Among managed
care organizations, Kaiser HMO model is the best, UC Berkeley
researcher finds
20
Dec 2000
By
Catherine Zandonella, Media Relations
Berkeley
- Not all managed care plans are created equal, according
to a consumer study conducted by researchers at the University
of California, Berkeley. The study finds the managed care
model where patients experience the fewest problems getting
care is the all-inclusive HMO plan typified in California
by Kaiser Permanente.
UC Berkeley
professor Helen Halpin Schauffler and her colleagues at the
UC Berkeley School of Public Health surveyed 1,201 randomly
selected, insured adults about the difficulties they'd encountered
with managed care organizations over the past year.
The researchers
found that 42 percent of those surveyed reported one or more
problems with their managed care organization, ranging from
billing errors to limited access to specialists to denial
of treatment. The results will be published in the January
issue of the journal Medical Care.
Of the
three types of managed care surveyed, the staff/group model,
in which the doctors exclusively see patients from one HMO,
received the fewest consumer complaints. Kaiser Permanente
is the largest such plan in California. Other staff/group
HMOs include the Group Health Cooperative of Puget Sound in
Washington and the former Harvard Community Health Plan in
Massachusetts. Student health centers at universities often
operate on a similar model.
People
belonging to staff/group HMOs reported fewer problems with
billing and claims, better coverage of important benefits,
and fewer misunderstandings of coverage as compared to the
other two types of managed care organizations. The results
are consistent with the one-stop-shopping structure of the
staff/group HMO structure, Schauffler said. The fact that
Kaiser patients reported less confusion about their benefits,
she said, may be due to the longer time Kaiser patients stay
with their plan.
In contrast,
two other types of managed care organizations faired worse
than the Kaiser model.
The preferred
provider organization (PPO), an association of doctors who
have contracted with an insurance company to provide services
at a discounted fee, ranked second in overall consumer problems,
the study found. However, the problems were more often administrative
in nature rather than about having access to care. While PPOs
allow patients to choose their own physicians and do not require
referrals to specialists, the plans can be more expensive
and cover fewer services. The study found that patients reported
fewer delays in getting needed care, fewer difficulties getting
the most appropriate care and fewer cases of being forced
to change doctors in PPOs. However, PPO patients reported
greater numbers of problems in billing and in understanding
their benefits. Examples of PPOs include those for Blue Cross
of California and Blue Shield of California.
"When what
you want is choice and access, the PPO is best option, if
you can afford it," said Schauffler.
In third
place was the independent provider association (IPA) or network
HMO. The IPA/network HMOs usually require a primary care physician
to act as a gatekeeper of medical care. Unlike the staff/group
HMO, physicians in IPA/network HMOs usually contract with
many different plans. Most people in the United States who
are in HMOs are in an IPA/network model. Examples of this
type include HealthNet, PacifiCare, Blue Shield of California
and Blue Cross' CaliforniaCare.
The most
common complaints were difficulties in getting referrals for
specialists and difficulty in selecting a doctor or hospital.
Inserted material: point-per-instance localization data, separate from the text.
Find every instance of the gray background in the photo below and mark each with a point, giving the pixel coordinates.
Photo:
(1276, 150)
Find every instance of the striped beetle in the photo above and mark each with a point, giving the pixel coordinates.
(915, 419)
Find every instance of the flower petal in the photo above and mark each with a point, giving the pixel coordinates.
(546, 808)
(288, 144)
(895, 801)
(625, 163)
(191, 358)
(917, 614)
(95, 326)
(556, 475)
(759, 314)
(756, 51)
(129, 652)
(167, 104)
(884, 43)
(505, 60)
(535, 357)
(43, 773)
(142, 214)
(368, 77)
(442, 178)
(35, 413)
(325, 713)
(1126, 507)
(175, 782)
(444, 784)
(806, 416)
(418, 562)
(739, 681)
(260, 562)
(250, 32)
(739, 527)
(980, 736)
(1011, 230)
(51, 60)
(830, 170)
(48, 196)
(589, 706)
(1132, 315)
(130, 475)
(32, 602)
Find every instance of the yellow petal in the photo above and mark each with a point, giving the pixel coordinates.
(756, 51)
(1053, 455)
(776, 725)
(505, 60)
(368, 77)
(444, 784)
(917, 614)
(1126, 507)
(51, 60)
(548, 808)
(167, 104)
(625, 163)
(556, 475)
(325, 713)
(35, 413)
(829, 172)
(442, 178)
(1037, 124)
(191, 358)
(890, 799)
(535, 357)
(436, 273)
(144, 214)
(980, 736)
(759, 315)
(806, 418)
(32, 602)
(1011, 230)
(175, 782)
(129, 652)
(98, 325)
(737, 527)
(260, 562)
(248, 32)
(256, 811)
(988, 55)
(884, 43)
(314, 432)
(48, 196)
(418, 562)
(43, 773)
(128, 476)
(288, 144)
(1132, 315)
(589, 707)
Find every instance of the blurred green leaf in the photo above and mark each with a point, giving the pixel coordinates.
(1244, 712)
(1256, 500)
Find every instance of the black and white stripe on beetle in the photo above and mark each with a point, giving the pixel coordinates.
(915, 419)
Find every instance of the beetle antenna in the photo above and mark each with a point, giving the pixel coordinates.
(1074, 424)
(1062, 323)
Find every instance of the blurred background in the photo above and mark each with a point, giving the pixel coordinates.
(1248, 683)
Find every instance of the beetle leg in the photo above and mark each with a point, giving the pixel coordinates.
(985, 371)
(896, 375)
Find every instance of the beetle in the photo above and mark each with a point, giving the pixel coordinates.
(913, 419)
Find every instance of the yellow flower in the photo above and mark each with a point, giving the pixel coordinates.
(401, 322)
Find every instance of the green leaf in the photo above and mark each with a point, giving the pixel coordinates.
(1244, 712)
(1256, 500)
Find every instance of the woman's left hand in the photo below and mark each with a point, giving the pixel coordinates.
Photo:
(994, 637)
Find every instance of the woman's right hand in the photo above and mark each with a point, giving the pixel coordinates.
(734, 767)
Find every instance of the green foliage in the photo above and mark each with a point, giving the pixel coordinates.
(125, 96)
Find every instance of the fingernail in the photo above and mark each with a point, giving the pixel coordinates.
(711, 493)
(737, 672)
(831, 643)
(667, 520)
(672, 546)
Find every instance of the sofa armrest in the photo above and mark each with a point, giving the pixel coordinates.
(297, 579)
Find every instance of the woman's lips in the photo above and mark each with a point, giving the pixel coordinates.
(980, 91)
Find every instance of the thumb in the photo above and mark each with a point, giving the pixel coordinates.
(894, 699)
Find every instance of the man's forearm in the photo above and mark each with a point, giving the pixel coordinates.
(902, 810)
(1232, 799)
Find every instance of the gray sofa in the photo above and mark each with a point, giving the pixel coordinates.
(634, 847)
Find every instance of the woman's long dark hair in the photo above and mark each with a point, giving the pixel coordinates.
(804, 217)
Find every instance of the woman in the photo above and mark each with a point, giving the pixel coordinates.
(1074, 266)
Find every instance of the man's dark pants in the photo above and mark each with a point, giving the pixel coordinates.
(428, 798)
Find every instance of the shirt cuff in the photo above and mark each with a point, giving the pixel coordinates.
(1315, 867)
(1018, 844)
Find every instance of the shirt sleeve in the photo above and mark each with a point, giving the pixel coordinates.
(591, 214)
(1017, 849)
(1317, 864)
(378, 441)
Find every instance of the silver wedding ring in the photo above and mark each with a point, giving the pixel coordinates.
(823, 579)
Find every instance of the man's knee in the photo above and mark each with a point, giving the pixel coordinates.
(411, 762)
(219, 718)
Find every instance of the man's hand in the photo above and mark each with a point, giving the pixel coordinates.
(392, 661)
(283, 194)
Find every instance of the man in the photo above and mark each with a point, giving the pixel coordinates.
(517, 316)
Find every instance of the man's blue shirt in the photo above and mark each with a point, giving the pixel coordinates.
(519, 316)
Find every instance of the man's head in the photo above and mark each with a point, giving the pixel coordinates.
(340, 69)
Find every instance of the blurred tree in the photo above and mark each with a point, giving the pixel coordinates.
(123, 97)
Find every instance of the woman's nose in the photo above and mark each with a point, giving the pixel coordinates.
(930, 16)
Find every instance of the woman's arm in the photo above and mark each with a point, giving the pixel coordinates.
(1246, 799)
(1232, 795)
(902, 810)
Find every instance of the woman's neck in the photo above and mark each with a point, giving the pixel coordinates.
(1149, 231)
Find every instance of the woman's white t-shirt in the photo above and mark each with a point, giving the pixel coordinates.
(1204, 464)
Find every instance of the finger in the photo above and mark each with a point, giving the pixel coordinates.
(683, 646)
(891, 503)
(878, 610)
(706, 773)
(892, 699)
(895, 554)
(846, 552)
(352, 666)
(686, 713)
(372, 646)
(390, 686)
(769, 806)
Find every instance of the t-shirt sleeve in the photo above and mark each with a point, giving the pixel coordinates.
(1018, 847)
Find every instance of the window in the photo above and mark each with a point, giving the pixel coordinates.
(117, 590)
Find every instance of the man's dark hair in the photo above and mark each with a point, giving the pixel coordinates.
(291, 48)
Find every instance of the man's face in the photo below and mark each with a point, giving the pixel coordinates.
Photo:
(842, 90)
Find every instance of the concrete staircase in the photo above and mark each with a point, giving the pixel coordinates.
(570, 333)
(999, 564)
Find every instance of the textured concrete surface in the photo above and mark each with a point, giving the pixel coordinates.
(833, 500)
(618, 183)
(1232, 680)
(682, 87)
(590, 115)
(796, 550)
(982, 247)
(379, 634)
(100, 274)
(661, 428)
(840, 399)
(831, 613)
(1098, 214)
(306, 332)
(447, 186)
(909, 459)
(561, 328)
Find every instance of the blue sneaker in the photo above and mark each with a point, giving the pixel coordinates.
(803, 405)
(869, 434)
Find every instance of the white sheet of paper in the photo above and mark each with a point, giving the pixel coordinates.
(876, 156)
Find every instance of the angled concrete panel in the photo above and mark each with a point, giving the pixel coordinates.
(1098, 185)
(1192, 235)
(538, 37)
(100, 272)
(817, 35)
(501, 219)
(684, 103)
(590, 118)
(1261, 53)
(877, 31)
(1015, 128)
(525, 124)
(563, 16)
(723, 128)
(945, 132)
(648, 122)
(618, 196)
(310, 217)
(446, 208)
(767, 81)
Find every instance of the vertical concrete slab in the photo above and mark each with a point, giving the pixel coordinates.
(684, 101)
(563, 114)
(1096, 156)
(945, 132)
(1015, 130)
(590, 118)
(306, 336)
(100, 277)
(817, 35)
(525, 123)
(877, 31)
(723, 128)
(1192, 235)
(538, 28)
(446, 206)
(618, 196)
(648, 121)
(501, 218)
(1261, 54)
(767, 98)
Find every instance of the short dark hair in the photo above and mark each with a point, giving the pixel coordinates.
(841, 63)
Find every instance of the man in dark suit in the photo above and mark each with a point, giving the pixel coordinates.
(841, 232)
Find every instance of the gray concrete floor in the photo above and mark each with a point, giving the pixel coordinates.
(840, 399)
IPA/network HMO members also reported a higher rate of being
forced to switch doctors. "The process of getting a referral
from the primary care physician can be so cumbersome that
care is often delayed," said Schauffler, "which can have a
significant effect on patient health."
Overall,
34 percent of patients reported problems with the Kaiser-type
HMO, versus 43 percent for the PPO and 46 percent for the
IPA/Network HMO.
The three
plans were similar in the rates at which consumers reported
being denied care or treatment, being forced to change medications
or experiencing language and communication barriers.
While the
study was conducted in California, Schauffler said the results
may apply nationwide to the ongoing debate in the U.S. Congress
over managed care reform. While California leads the nation
with 92 percent of its insured, non-elderly population enrolled
in managed care organizations, there is a nationwide trend
towards increased managed care.
Schauffler's
results already have been used to influence legislative decisions
in California. The California Legislature enacted laws over
the last two years requiring HMOs to provide continuity of
care for patients whose physicians were dropped from the plan
and standing referrals to specialists for persons with chronic
conditions. Another provision holds health plans or their
medical directors liable for harm resulting from their decisions.
Many of these laws have only recently taken effect. "We are
eager to follow up and see if these regulatory changes have
an impact on consumers' experiences in managed care," said
Schauffler.
Funding
for this research was provided by the California HealthCare
Foundation, the California Managed Health Care Improvement
Task Force, and The California Wellness Foundation.